Tesla en perte de vitesse et BYD en pleine croissance. C’est avec ces mots que l’on pourrait résumer l’année 2025 pour le marché de la voiture électrique. Il faut dire que le constructeur américain a connu des mois très difficiles, forçant même son extravagant patron, un certain Elon Musk, à reconnaître publiquement des difficultés.
Du côté de BYD, tout n’était pas rose, mais l’année 2025 était globalement positive. L’entreprise avait réalisé moins de bénéfice qu’en 2024, mais elle avait chipé sur le fil la place de premier constructeur mondial à Tesla.
Les analystes pensaient alors que BYD allait continuer sur sa lancée, consolidant son avance face à Tesla. Mais les chiffres ne sont pas bons. Le constructeur chinois s’est écroulé en ce début d’année. Entre janvier et mars 2026, 310 389 voitures ont été vendues. Une baisse de 25,46 % par rapport à un premier trimestre 2025, déjà décevant.

Dans un communiqué de presse très enthousiaste, Tesla revendique 358 023 ventes sur la même période.
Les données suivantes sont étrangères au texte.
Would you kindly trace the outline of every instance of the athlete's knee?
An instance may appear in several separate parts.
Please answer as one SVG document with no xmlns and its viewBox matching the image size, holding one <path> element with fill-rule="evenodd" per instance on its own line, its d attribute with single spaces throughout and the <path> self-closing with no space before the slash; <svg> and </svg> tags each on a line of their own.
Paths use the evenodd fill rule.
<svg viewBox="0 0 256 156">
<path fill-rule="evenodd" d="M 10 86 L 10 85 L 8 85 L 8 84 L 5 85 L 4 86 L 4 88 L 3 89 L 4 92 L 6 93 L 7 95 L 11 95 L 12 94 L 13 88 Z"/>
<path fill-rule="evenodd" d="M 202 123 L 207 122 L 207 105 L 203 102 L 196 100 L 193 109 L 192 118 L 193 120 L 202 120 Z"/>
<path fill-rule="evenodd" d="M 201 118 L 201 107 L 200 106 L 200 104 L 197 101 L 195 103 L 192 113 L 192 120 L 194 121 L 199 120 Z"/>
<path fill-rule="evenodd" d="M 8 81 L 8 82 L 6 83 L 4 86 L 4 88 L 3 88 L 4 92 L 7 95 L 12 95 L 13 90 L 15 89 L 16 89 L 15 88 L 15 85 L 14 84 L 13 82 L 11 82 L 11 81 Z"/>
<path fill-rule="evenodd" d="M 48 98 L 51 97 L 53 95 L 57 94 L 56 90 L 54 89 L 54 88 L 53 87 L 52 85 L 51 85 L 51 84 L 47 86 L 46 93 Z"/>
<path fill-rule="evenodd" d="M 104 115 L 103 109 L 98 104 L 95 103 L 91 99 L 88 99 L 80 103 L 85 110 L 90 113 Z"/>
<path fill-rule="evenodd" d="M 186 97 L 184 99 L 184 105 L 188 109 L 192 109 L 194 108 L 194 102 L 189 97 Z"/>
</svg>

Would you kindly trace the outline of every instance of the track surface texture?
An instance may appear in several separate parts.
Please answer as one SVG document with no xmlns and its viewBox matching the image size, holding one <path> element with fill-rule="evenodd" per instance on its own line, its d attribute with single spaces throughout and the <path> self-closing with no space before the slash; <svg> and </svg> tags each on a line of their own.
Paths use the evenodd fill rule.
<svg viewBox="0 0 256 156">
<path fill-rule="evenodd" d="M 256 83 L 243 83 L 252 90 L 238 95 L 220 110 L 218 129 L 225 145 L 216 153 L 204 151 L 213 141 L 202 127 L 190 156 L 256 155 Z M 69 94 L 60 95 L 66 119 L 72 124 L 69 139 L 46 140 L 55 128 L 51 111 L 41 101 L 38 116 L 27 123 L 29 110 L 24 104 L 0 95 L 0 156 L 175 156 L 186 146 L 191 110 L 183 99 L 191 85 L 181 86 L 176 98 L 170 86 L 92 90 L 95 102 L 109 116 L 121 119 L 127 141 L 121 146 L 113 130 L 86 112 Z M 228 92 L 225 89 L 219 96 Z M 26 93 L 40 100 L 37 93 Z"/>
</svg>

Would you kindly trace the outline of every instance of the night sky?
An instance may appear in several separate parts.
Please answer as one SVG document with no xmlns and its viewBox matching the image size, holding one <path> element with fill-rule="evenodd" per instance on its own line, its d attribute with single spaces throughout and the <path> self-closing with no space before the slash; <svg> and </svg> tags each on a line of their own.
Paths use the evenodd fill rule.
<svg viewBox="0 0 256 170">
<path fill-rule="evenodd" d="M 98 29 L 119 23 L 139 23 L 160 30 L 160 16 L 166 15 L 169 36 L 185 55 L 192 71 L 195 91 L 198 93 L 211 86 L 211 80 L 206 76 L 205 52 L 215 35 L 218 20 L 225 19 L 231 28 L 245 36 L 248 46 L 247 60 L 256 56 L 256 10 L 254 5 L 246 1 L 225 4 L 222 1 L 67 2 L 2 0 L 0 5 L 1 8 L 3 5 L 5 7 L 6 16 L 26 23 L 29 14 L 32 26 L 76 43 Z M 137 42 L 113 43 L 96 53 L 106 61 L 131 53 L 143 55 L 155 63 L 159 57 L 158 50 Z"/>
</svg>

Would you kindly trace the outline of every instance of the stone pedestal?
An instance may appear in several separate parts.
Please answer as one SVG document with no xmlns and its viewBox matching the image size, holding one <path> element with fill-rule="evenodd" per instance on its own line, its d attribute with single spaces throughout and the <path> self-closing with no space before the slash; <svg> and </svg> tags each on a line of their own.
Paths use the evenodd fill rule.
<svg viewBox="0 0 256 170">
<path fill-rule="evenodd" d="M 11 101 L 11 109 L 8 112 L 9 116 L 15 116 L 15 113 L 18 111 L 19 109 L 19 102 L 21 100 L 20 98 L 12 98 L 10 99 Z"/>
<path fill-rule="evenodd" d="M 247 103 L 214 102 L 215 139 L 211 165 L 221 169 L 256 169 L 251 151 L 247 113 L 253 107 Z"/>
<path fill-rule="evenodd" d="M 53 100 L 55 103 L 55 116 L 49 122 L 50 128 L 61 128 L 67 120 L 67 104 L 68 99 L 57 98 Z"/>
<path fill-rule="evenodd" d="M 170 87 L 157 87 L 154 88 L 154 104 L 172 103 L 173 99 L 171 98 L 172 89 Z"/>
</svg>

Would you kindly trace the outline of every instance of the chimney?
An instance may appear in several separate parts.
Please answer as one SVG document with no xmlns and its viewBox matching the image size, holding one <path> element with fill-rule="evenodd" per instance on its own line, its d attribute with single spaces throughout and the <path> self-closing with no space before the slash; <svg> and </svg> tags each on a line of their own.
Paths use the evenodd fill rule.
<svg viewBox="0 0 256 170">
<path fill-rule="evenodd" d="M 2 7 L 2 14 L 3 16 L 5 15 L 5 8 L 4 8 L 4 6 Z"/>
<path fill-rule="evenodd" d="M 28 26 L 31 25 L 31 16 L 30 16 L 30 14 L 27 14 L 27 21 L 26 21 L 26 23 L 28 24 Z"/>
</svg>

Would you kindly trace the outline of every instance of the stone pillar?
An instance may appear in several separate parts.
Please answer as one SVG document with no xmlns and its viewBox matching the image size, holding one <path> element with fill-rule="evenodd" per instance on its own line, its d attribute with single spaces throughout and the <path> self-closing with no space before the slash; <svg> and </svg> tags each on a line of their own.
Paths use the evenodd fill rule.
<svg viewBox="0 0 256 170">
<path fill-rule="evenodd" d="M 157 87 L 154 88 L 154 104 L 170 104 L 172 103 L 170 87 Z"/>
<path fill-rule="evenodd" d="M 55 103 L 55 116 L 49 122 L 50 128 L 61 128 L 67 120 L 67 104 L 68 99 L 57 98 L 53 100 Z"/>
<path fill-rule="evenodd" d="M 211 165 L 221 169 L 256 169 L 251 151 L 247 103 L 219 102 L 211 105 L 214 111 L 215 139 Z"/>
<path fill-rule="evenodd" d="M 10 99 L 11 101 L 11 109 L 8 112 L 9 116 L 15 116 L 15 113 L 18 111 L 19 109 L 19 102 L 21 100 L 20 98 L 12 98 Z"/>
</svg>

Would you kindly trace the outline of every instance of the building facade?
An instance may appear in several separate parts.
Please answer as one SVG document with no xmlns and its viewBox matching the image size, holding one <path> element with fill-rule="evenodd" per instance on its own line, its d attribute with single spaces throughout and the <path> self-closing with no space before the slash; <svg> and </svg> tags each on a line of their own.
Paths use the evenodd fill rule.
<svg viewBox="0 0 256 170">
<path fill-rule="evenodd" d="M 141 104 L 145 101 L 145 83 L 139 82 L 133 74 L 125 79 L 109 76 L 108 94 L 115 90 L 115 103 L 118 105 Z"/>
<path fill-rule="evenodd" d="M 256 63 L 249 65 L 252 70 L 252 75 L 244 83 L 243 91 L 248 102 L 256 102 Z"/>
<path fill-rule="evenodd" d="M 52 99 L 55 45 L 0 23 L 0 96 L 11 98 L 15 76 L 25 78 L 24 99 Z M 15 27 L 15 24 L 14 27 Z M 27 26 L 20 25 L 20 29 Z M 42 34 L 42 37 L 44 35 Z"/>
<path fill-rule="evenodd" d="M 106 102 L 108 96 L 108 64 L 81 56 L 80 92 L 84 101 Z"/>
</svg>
La marque signe ainsi une progression de 6,5 % par rapport à 2025. Les mauvaises langues diront que c’est toujours moins que les prévisions avancées, mais les chiffres restent dans le vert.
L’Europe en arbitre du duel ?
Avec une marque américaine d’un côté et une firme chinoise de l’autre, il est aisé de savoir où ce combat va se jouer. Forte sur leur marché local (bien que BYD soit contesté en Chine), les deux géants se sont donné rendez-vous en Europe.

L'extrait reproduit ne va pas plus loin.